The simple and honest answer to your question is greed. The fact is that the USA has more than enough money to support a healthy and well-educated population through government-funded healthcare and education (including what you asked about - higher education), but the capture of significant portions of our government by corporate interests has successfully stopped that kind of progress from occurring so that an ever-shrinking number of people can become unfathomably wealthy. This has been accomplished primarily through the use of emotion-based propaganda over a series of decades and has been incredibly effective at poisoning the national discourse.


It might be more nefarious -- to essentially maintain a permanent underclass of society with just broad strokes.
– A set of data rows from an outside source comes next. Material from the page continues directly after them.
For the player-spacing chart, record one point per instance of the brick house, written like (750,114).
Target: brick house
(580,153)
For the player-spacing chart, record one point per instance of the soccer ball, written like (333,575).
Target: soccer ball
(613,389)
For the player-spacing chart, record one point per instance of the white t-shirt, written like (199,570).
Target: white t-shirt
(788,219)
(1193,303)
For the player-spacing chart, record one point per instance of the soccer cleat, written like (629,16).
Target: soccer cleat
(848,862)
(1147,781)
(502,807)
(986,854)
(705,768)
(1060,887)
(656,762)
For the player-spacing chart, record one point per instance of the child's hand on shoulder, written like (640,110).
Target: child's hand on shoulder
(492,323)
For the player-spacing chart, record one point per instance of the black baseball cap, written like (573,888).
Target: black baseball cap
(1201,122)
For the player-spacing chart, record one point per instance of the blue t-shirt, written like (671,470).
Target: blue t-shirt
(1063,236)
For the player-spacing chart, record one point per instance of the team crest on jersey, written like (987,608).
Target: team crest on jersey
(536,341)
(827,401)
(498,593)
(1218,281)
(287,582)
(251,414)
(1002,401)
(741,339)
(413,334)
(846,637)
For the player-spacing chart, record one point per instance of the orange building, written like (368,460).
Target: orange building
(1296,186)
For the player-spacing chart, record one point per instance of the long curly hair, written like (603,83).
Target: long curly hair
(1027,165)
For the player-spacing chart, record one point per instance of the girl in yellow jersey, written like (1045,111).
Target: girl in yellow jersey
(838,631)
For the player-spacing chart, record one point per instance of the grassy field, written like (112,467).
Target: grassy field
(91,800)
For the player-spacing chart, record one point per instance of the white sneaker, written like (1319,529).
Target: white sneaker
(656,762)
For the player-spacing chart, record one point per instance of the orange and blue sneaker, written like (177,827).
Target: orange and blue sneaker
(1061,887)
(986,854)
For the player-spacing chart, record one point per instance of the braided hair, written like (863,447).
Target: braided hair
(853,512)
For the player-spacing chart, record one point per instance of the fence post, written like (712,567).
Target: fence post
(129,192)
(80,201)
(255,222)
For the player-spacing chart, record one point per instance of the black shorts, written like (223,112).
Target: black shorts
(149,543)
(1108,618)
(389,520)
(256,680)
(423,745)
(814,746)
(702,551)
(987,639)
Thank you for summing this in one paragraph.


Federally guaranteed student loans exceed $120 billion every year. That is a massive subsidy, and it may be increasing costs for more people than it helps. The glut of admissions being able to pay artificially high tuitions is emboldening administrators to add more dormitories every year, expand the administrative class, and build rec centers -- raising tuition even further.

> Last year, FSA provided more than $120 billion in federal grants, loans, and work-study funds to approximately 13 million students at nearly 6,000 participating schools.

https://www2.ed.gov/about/reports/annual/2017report/fsa-repo...

The damage from existing poorly designed government subsidies should be fixed before we issue any more blank checks - otherwise we'll all be stuck paying for artificially inflated university budgets.


And a result, schools are building things like lazy rivers and rock climbing walls to attract students....and the federal money.

Best solution would be to not back student loans.


Two nits:

1) $122.5B is the total financial aid, not just loans. Per the table on page 8, loans amounted to $93.8B of that. The rest were outright grants.

2) The FSA no longer guarantees loans; it issues them outright. It's incorrect to refer to "federally-guaranteed loans" except in the past tense.